After a first show in Paris, at the Center Pompidou, in 1986, as part of the exhibition “Vienne. Naissance d’un siècle, 1880-1938″, the name of the Austrian fashion designer born in 1956, Helmut Lang, will soon impose itself in European fashion and upset its codes, after the radical Japanese of Paris (Yohji Yamamoto and Rei Kawakubo) and head on with the young Flemish guard (Martin Margiela, Ann Demeulemeester, etc.).
Going through a changing profession – creation of large groups, takeover of Dior and Givenchy by the ultra-gifted “bad boys” John Galliano and Alexander McQueen -, Helmut Lang will be described as an “intellectual minimalist”. Thoughtful, calculated, his fashion is minimal, as is the media presence of the designer, almost as discreet and invisible as Margiela.
In Claudia Müller’s documentary, he only appears in voice-over, the rest being taken from television archives. The wise testimonials of fashion editors, art curators, photographers and artists (Jenny Holzer, with whom Helmut Lang collaborated, as well as with Louise Bourgeois) complete the discussion.
meteor trajectory
Helmut Lang’s meteoric trajectory, the essence of his style, his singularities and inventions, the recipes for his success are perfectly described, as well as what was to follow, after a resounding thunderclap: at the end of the spring-summer fashion show 2005, without having warned the press, Helmut Lang announces that he is stopping fashion.

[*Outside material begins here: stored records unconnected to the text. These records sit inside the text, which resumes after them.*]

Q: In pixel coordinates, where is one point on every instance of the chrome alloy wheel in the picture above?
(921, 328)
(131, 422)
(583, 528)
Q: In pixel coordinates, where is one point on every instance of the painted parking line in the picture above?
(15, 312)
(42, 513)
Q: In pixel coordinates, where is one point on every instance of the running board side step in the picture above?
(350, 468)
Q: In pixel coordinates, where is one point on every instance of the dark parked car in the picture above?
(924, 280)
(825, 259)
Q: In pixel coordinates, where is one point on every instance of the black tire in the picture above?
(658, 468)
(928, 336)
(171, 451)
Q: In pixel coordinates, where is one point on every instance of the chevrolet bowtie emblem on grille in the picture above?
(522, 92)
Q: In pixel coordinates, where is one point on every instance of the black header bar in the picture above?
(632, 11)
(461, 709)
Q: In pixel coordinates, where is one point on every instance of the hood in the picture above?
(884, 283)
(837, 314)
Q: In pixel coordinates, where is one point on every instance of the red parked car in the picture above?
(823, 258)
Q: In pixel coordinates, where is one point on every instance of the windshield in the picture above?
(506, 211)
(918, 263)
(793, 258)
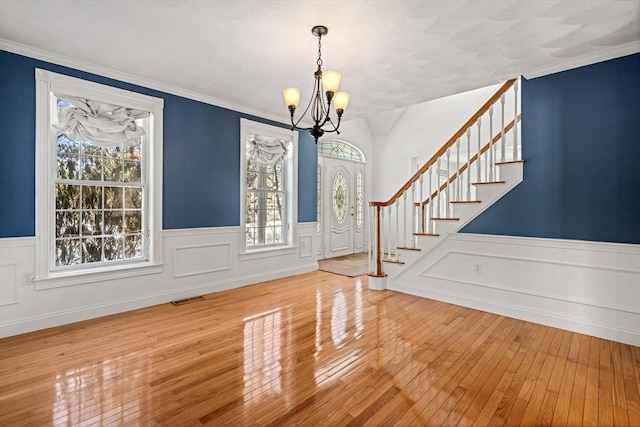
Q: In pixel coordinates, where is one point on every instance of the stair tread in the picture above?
(488, 182)
(508, 162)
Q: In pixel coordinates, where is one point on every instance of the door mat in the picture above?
(349, 265)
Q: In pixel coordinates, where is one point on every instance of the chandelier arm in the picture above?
(295, 125)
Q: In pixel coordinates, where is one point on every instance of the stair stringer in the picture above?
(488, 194)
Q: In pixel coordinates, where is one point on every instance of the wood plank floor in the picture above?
(315, 349)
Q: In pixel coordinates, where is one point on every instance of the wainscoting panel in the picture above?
(9, 283)
(196, 262)
(587, 287)
(201, 259)
(306, 246)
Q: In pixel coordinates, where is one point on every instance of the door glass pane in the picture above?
(340, 197)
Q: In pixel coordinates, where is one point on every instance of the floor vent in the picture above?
(187, 300)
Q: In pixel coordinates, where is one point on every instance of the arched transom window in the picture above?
(340, 150)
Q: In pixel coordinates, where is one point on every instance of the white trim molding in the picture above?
(66, 61)
(587, 287)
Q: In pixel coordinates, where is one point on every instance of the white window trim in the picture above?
(247, 128)
(47, 82)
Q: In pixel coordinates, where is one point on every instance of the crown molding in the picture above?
(583, 60)
(77, 64)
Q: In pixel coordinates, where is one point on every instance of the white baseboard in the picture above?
(586, 287)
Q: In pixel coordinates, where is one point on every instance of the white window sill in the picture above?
(268, 252)
(81, 277)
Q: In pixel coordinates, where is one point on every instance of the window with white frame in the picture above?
(98, 190)
(269, 175)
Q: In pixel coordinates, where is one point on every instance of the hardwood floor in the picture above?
(315, 349)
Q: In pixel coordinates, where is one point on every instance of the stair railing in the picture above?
(443, 187)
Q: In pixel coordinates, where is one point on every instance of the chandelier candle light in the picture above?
(327, 82)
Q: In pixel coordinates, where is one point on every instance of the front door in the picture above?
(343, 210)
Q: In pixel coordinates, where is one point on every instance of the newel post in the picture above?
(378, 279)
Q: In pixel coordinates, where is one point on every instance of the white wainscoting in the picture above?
(197, 262)
(201, 259)
(587, 287)
(9, 283)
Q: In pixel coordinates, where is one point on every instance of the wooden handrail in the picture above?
(464, 167)
(481, 111)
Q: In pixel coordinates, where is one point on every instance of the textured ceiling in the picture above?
(392, 53)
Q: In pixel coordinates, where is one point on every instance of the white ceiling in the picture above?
(392, 53)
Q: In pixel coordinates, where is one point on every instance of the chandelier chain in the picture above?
(319, 62)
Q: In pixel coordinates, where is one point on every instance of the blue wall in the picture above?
(201, 172)
(581, 146)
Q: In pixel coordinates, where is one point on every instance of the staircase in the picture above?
(478, 165)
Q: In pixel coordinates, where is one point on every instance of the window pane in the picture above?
(67, 158)
(252, 179)
(113, 222)
(67, 224)
(132, 171)
(90, 149)
(91, 222)
(91, 197)
(91, 249)
(133, 197)
(113, 248)
(112, 197)
(113, 170)
(133, 153)
(113, 152)
(67, 252)
(67, 196)
(133, 246)
(133, 221)
(92, 168)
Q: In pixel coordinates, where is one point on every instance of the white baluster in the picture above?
(389, 241)
(419, 206)
(404, 219)
(469, 164)
(491, 165)
(447, 195)
(438, 188)
(430, 200)
(397, 240)
(478, 163)
(414, 216)
(502, 140)
(515, 120)
(371, 238)
(458, 182)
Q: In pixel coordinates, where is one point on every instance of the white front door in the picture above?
(343, 192)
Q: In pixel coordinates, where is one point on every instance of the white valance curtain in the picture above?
(103, 124)
(267, 151)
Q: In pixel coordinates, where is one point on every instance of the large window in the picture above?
(268, 174)
(99, 153)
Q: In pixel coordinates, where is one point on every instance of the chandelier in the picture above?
(324, 81)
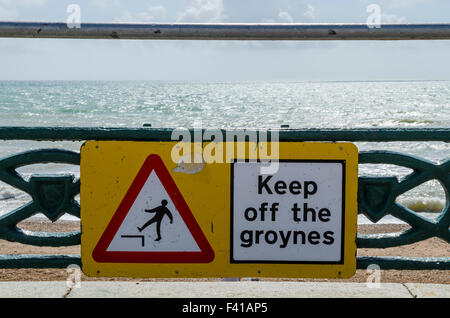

He sells his brand and decides to devote his full time to his work as a visual artist, which reflects his fashion: austere, but rich in materials and textures. It would be too quick to put it in the category of minimal art, born at the dawn of the 1960s, or even of conceptual art: “What I do surely looks more like a chic version of arte povera », laughs Helmut Lang.
If, like Karl Lagerfeld, Helmut Lang always looked to the future (“I am not sentimental, I do not spend my life dwelling on it”), he nevertheless secures his legacy by donating his archived collections to eighteen museums fashion, including the Museum of Applied Arts in Vienna, where he held a professorship.
The transition from his job as a fashion designer to that of an artist was to be accomplished through the terrible – and terribly symbolic – bias of the fire which, in 2010, took over his New York premises, where the 8,000 models and accessories that he did not bequeath, damaged by fire, smoke and water. He decides to shred everything and turn it into the transmuted material of his sculptures.
A way of illustrating with splendid irony the myth of the phoenix, as rightly remarked by the British art curator Neville Wakefield, one of the speakers in this very good documentary.